The increase of antibiotic resistance to H. pylori worldwide^188,189 demands AST in the individual patient to enable effective therapy choices following failed eradication treatment and to monitor antimicrobial resistance at the regional community level⁴². AST can be performed using phenotypic and genotypic approaches. Culture-based phenotypic testing requires fresh biopsy samples, but PCR-based genotypic testing can be done on fresh, formalin-embedded or RUT samples as well as on stool samples^{186,190–192}. Clarithromycin resistance should be excluded before its empirical use in regions with known clarithromycin resistance rates of >15% or unknown resistance rates⁴². Molecular genotypic testing enables the detection of resistance against frequently used antibiotics. Clarithromycin resistance conferred by mutations in the gene encoding 23S rRNA are predominantly related to A2143G, A2142G and A2142C¹⁹³. Levofloxacin resistance is conferred by point mutations in the gyrase gene gyrA^194,195. The accuracy of the molecular detection methods for predicting antibiotic resistance varies between antibiotics, favouring clarithromycin and quinolone resistance detection^194,196. Formalin-embedded biopsy samples enable genotypical resistance testing at a later time point after endoscopy^197–200.

Infections with Helicobacter species other than H. pylori are rare and those most relevant refer to Helicobacter heilmannii, Helicobacter felis and Helicobacter suis^201–203. Standard H. pylori diagnostic tests (UBT, SAT, serological assessment and immunohistochemistry) have low sensitivity for the detection of these species²⁰¹. The clinical relevance of these often incidentally detected rare infections is low because of the low rates of complications.
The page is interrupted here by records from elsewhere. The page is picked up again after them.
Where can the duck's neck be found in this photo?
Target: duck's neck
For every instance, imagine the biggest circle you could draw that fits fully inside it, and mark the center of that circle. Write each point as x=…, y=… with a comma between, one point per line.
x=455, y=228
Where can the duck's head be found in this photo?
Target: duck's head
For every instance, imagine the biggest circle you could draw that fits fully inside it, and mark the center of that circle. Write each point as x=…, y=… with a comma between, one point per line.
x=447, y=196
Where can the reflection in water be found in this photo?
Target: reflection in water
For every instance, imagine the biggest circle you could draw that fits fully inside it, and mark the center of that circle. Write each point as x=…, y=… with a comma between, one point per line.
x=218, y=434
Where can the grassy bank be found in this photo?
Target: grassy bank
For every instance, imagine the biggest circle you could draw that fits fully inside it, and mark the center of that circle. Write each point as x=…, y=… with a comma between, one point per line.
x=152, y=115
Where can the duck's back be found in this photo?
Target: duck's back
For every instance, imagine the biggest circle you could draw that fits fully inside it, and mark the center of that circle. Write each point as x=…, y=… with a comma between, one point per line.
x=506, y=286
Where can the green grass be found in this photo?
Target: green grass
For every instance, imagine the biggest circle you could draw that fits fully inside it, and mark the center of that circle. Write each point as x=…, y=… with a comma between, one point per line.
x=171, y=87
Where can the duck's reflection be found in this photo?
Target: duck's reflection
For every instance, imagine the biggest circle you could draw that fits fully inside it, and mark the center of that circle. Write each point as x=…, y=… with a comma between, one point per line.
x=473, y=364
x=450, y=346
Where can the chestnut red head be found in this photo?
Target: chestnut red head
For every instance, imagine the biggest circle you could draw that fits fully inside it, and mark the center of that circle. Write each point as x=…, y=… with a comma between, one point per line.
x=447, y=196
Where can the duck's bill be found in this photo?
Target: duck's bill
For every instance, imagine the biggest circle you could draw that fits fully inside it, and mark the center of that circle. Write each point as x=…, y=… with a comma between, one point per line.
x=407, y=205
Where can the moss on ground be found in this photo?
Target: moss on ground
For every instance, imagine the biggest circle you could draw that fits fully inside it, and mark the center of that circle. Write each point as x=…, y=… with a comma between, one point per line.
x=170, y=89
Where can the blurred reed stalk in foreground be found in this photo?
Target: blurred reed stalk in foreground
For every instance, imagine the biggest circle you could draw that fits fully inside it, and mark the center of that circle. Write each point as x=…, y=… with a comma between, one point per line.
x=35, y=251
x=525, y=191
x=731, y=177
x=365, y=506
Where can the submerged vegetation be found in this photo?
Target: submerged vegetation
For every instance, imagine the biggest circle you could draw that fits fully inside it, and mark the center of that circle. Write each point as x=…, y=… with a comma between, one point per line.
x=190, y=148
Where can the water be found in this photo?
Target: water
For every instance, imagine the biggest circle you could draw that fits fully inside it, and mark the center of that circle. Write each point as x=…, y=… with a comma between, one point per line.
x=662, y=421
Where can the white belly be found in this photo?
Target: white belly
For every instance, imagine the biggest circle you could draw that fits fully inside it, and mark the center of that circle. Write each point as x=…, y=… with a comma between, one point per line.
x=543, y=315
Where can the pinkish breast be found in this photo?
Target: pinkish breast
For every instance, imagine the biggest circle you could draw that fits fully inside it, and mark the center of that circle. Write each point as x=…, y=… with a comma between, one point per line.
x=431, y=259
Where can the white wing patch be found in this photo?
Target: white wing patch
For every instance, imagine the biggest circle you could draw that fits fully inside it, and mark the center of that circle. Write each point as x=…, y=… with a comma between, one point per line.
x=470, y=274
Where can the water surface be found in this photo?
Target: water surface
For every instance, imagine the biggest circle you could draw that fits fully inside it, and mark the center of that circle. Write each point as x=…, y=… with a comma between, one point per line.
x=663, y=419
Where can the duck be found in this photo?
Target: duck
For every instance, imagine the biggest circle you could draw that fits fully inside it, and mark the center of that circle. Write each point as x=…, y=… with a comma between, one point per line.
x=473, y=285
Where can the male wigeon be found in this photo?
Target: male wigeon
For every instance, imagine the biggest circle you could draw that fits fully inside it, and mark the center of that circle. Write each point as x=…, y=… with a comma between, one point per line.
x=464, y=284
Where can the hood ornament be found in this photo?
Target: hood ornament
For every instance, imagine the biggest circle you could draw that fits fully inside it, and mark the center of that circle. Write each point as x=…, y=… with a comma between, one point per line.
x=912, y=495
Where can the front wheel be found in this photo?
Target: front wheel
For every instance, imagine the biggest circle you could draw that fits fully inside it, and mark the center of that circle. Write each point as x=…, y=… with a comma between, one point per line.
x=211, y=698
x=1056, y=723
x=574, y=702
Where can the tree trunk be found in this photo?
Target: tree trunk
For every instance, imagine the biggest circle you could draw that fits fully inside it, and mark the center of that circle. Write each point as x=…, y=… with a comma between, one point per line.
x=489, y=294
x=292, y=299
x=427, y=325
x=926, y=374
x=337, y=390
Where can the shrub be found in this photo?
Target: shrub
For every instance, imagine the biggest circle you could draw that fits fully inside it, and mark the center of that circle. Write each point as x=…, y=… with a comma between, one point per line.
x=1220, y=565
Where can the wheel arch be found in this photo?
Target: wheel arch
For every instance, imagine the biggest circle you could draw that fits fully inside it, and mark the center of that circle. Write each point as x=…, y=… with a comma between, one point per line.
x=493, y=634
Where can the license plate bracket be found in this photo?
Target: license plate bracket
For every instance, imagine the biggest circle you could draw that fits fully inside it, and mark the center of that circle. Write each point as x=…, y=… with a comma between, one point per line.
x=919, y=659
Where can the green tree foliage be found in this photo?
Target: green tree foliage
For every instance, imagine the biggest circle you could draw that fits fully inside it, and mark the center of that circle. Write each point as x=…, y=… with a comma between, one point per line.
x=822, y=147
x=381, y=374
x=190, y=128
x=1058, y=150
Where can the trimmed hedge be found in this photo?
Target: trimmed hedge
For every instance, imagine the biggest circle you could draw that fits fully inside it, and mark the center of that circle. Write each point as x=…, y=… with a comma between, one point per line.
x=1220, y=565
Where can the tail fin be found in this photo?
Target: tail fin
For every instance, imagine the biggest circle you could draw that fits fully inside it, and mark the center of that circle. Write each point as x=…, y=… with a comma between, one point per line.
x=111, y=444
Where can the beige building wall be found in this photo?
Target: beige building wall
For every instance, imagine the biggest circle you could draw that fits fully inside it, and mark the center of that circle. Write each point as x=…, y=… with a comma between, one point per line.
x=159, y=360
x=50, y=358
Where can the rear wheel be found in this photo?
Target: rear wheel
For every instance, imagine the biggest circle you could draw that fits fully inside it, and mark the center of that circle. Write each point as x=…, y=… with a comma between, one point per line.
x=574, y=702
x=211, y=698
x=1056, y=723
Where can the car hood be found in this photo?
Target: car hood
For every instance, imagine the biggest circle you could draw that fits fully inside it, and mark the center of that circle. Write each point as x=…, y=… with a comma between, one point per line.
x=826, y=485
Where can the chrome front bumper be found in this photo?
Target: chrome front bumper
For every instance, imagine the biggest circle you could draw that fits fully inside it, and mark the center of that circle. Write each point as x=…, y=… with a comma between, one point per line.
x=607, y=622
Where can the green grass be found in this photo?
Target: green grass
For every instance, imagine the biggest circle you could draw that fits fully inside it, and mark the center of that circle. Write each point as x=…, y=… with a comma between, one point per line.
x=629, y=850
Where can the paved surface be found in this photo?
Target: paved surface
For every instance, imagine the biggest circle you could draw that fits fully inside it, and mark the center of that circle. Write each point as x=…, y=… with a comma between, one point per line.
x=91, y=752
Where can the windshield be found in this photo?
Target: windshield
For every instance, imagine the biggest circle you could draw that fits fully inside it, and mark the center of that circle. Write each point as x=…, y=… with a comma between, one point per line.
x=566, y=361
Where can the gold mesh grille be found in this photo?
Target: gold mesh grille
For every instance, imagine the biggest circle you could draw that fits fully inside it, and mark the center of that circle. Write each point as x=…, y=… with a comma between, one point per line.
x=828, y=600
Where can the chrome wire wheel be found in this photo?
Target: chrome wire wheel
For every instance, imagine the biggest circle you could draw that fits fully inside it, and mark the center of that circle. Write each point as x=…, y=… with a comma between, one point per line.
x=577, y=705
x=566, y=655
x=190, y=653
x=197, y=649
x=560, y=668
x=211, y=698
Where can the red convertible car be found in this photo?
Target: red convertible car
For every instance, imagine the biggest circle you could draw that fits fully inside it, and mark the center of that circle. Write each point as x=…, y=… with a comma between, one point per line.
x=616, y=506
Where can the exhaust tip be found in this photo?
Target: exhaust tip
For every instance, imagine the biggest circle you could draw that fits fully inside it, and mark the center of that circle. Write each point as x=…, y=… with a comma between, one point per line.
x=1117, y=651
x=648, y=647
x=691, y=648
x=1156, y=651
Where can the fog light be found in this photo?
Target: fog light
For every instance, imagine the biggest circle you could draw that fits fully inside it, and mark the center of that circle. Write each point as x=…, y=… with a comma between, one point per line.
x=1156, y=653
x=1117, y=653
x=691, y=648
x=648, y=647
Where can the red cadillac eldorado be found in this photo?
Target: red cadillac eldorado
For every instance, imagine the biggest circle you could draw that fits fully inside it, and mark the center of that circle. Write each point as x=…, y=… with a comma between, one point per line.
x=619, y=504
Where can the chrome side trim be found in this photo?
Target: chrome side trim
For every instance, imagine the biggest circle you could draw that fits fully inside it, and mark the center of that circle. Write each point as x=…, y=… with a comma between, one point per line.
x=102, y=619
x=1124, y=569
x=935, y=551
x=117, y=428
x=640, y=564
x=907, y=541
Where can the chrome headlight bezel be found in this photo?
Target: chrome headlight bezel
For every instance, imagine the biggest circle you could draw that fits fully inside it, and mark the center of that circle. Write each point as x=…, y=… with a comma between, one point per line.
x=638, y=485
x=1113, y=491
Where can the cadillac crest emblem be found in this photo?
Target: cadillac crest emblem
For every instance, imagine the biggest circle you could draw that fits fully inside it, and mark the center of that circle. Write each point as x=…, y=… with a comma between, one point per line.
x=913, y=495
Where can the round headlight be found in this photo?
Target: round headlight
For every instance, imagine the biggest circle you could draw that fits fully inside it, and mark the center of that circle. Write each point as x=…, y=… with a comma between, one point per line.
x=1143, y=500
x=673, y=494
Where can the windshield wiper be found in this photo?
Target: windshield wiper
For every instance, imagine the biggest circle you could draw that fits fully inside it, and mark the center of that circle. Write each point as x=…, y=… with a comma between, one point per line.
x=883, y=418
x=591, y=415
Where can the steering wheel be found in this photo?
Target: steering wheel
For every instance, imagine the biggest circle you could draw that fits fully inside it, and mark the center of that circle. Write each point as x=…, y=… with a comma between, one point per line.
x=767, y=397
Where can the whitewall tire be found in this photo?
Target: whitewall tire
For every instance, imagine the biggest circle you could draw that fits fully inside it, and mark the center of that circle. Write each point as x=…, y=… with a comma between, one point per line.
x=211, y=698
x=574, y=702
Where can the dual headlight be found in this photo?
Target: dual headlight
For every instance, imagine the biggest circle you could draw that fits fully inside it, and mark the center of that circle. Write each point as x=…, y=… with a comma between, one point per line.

Testing for eradication success after 4–6 weeks of antibiotic treatment is primarily — with some specific exceptions — performed with non-invasive diagnostic tests UBT and SAT (see Management section)⁴². PPI use has to be stopped 14 days before testing to exclude recrudescence of reduced bacterial density under acid suppressive therapy.

Indications for diagnostic testing.

Based on the rarity of complications in childhood, a diagnostic endoscopic examination and treatment is recommended only in those with suspected peptic ulcer disease¹⁶⁹. In general, H. pylori detection in children is only recommended when complications arise^169,204. In the group of patients with dyspepsia without alarm symptoms, such as anaemia, loss of weight or family history of gastric cancer, and age <45 years (45–55 years according to age-related gastric cancer incidence variation among world regions), non-invasive testing with UBT or SAT is the strategy of choice^70,205,206. In patients aged >45 years or in the presence of alarm symptoms, endoscopy-based diagnosis is recommended to exclude mucosal changes^207,208. H. pyloriassociated dyspepsia is an independent entity that resembles but is distinct from functional dyspepsia^1,208. A test-and-treat strategy is the most cost-effective approach in patients with H. pylori infection and dyspepsia if H. pylori prevalence in the population is >5%. This strategy is superior to alternative therapies including PPIs^70,209,210, and the therapeutic gain of H. pylori eradication for symptom relief compared with other therapeutic options is substantial. A randomized, double-blind, placebo-controlled trial for primary prevention of peptic ulcer bleeding in older patients who were prescribed aspirin in primary care lends support to an H. pylori test-and-treat strategy in patients starting aspirin treatment. Gastrointestinal bleeding episodes within a 2-year period were reduced by 65% in the H. pylori eradication group²¹¹.

Screening and prevention

H. pylori eradication as a strategy for preventing gastric cancer.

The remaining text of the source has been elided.